Watching Lacandon Maya Lives
Author :
Publisher : Rowman & Littlefield
Total Pages : 231
Release :
ISBN-10 : 9781538126189
ISBN-13 : 1538126184
Rating : 4/5 (184 Downloads)

Book Synopsis Watching Lacandon Maya Lives by : R. Jon McGee

Download or read book Watching Lacandon Maya Lives written by R. Jon McGee and published by Rowman & Littlefield. This book was released on 2023-02-22 with total page 231 pages. Available in PDF, EPUB and Kindle. Book excerpt: Although romanticized as the last of the ancient Maya living isolated in the forest, several generations of the Lacandon Maya have had their lives shaped by the international oil economy, tourism, and political unrest. Watching Lacandon Maya Lives is an examination of dramatic cultural changes in a Maya rainforest farming community over the last forty years, including changes to their families, industries, religion, health and healing practices, and gender roles. The book contains several discussions of anthropological theory in accessible, jargon-free language, including how the use of different theoretical perspectives impacts an ethnographer’s fieldwork experience. While relating his own mishaps, experiences of community strife, and conflicts, Jon McGee encourages students to shed the romantic veil through which ethnographies are usually viewed and think more deeply about how events in our own lives influence how we understand the behavior of people around us. New to the Second Edition: Revised Introduction incorporates the author’s recent work with the Lacandon and discussions of anthropological writing, culture theory, and how events in the author’s personal life have changed his approach to anthropological fieldwork. Revised chapter, “Finding an Income in the Lacandon Jungle” focuses on families who have shifted from a subsistence farming economy to earning revenue by renting facilities to tourists, owning small community stores, working as hired labor for archaeologists, or make use of a variety of government rural aid programs created in the last two decades (Chapter 5). New chapter, “Forty Years Among the Lacandon: Some Lessons Learned,” discusses what the author’s 40 years of experience as an ethnographer has taught him about the discipline of anthropology and the concept of culture (Chapter 8)

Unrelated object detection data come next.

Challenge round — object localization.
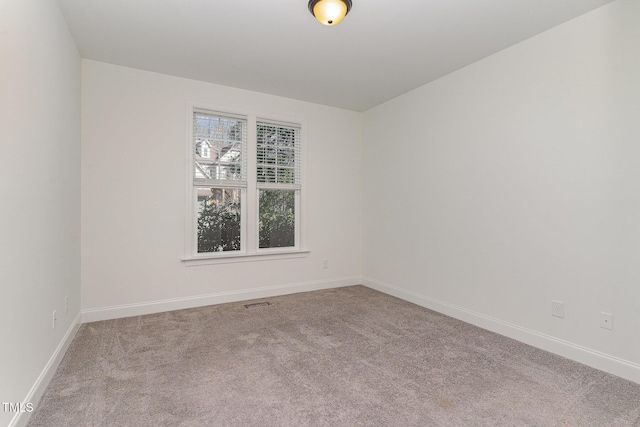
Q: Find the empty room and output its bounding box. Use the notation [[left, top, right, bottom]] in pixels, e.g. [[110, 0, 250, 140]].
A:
[[0, 0, 640, 427]]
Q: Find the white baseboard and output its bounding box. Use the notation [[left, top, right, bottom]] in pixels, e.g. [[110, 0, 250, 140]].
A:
[[9, 313, 81, 427], [362, 277, 640, 384], [82, 276, 361, 323]]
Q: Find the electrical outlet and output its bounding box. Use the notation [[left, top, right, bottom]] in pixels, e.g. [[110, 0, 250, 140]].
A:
[[600, 311, 613, 330], [551, 301, 564, 319]]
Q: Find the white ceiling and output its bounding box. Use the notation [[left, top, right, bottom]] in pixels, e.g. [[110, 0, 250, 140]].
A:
[[58, 0, 612, 111]]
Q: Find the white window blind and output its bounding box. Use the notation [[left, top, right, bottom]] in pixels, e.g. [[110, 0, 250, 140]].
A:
[[256, 120, 301, 189], [193, 110, 247, 187]]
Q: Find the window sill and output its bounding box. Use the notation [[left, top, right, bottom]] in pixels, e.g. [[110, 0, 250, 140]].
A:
[[182, 250, 309, 267]]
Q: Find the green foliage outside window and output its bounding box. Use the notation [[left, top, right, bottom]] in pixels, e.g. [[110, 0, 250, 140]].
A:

Watching Lacandon Maya Lives Related Books

Watching Lacandon Maya Lives
Language: en
Pages: 231
Authors: R. Jon McGee
Categories: Social Science
Type: BOOK - Published: 2023-02-22 - Publisher: Rowman & Littlefield

DOWNLOAD EBOOK

Although romanticized as the last of the ancient Maya living isolated in the forest, several generations of the Lacandon Maya have had their lives shaped by the
Res
Language: en
Pages: 373
Authors: Hung Wu
Categories: Art
Type: BOOK - Published: 2013-02-04 - Publisher: Harvard University Press

DOWNLOAD EBOOK

Res 61/62 includes “Chinese coffins from the first millennium b.c. and early images of the afterworld” by Alain Thote; “Art and personhood” by Björn Ew
Pre-Columbian Foodways
Language: en
Pages: 691
Authors: John Staller
Categories: Social Science
Type: BOOK - Published: 2009-11-24 - Publisher: Springer Science & Business Media

DOWNLOAD EBOOK

The significance of food and feasting to Pre-Columbian Mesoamerican cultures has been extensively studied by archaeologists, anthropologists and art historians.
Colonial and Postcolonial Change in Mesoamerica
Language: en
Pages: 449
Authors: Rani T. Alexander
Categories: Social Science
Type: BOOK - Published: 2018-11-01 - Publisher: University of New Mexico Press

DOWNLOAD EBOOK

This book offers a new account of human interaction and culture change for Mesoamerica that connects the present to the past. Social histories that assess the c
The Postclassic to Spanish-era Transition in Mesoamerica
Language: en
Pages: 284
Authors: Susan Kepecs
Categories: History
Type: BOOK - Published: 2005 - Publisher: UNM Press

DOWNLOAD EBOOK

A historical and archaeological analysis of native and Spanish interactions in Mesoamerica and how each culture impacted the other.